Станислаус содрогнулся. Примкнуть! Что за насмешка! Одно орудие убийства примыкают к другому. Он изо всех сил тянул заржавленный тесак, морской песок хрустел между ножнами и клинком. В одного из связных попала пуля. Он беззвучно исчез в розово-красном отблеске моря. Второй связной доплыл до канонерской лодки. Треск, сноп огня, осколки камней, удар молота с неба. Утренняя тишина была разорвана, крики приморских ласточек подавлены и предутренняя заря раздроблена на куски. Немецкий удар молота. Стреляла корабельная артиллерия. Из горного гнезда итальянцев сыпался поток щебня, и серые тучи смерти тянулись в море. Два, три, четыре… двадцать таких ударов молота, высоко, низко, снова глубже и на ту сторону, через остров, туда, где должен был находиться город… Затем тишина. Смерть перевела дыхание.
Уши Станислауса оглохли от пушечного грохота. Казалось, что ласточки беззвучно реют в воздухе. В горном гнезде подняли белый флаг. Солдаты роты Бетца кричали ура, ура и еще раз ура! Мощь их пушек победила.

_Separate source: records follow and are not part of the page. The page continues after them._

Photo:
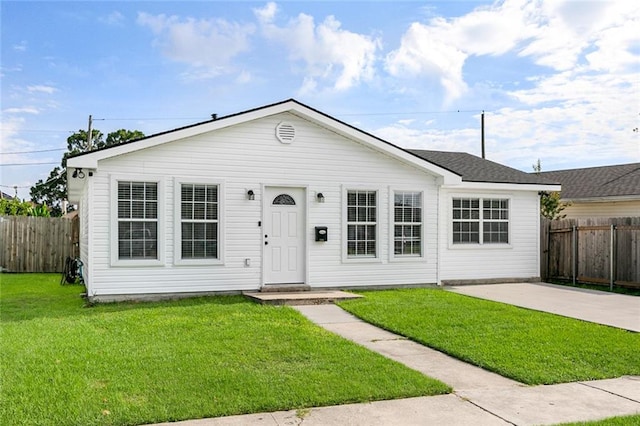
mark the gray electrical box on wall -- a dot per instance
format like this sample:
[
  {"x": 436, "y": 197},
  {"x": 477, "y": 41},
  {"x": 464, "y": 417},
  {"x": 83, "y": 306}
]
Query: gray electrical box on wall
[{"x": 321, "y": 233}]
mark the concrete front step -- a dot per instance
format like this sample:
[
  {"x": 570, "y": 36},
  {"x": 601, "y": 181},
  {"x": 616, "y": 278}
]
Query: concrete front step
[
  {"x": 284, "y": 288},
  {"x": 300, "y": 297}
]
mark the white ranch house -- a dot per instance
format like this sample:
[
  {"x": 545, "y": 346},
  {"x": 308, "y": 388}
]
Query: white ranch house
[{"x": 285, "y": 194}]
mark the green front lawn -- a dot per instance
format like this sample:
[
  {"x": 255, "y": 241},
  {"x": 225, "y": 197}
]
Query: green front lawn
[
  {"x": 612, "y": 421},
  {"x": 528, "y": 346},
  {"x": 135, "y": 363}
]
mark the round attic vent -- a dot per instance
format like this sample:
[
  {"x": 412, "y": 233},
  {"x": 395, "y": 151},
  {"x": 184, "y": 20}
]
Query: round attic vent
[{"x": 285, "y": 132}]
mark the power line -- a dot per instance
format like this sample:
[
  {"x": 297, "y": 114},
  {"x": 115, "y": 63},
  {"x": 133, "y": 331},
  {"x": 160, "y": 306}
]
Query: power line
[
  {"x": 26, "y": 164},
  {"x": 32, "y": 152}
]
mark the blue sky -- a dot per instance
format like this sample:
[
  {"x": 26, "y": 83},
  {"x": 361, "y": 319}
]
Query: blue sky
[{"x": 558, "y": 80}]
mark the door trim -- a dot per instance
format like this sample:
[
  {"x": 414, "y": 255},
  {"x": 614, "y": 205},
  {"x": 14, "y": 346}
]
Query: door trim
[{"x": 305, "y": 217}]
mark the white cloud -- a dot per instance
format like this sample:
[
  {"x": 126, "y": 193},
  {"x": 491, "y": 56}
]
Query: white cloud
[
  {"x": 560, "y": 35},
  {"x": 21, "y": 47},
  {"x": 23, "y": 110},
  {"x": 332, "y": 55},
  {"x": 42, "y": 89},
  {"x": 207, "y": 45},
  {"x": 115, "y": 18}
]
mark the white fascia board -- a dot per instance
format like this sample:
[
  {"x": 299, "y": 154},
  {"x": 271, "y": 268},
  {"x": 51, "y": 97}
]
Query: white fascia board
[
  {"x": 379, "y": 145},
  {"x": 601, "y": 199},
  {"x": 504, "y": 186},
  {"x": 90, "y": 161}
]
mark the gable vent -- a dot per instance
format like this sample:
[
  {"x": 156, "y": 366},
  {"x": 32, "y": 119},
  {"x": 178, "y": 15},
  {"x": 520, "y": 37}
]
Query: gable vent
[{"x": 285, "y": 132}]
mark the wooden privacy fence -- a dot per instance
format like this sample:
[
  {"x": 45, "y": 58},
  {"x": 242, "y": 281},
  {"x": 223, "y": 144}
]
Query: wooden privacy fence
[
  {"x": 37, "y": 244},
  {"x": 602, "y": 251}
]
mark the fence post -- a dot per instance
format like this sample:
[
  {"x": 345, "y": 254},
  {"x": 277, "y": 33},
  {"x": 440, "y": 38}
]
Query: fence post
[{"x": 574, "y": 253}]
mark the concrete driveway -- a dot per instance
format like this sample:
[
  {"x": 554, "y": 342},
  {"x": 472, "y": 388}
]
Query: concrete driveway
[{"x": 616, "y": 310}]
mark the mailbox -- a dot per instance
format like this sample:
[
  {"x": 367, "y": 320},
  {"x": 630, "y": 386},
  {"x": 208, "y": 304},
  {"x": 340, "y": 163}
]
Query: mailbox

Они заняли остров. Итальянцев взяли в плен. Их было немного. Их привели на корабли и спросили, что они предпочитают: «Дальнейшую службу в немецкой армии или плен?»
Большинство предпочло плен. Capitano, руководившего безнадежным сопротивлением итальянских солдат, не нашли, хотя остров был невелик. Прусским походным шагом можно было пересечь его в два-три дня.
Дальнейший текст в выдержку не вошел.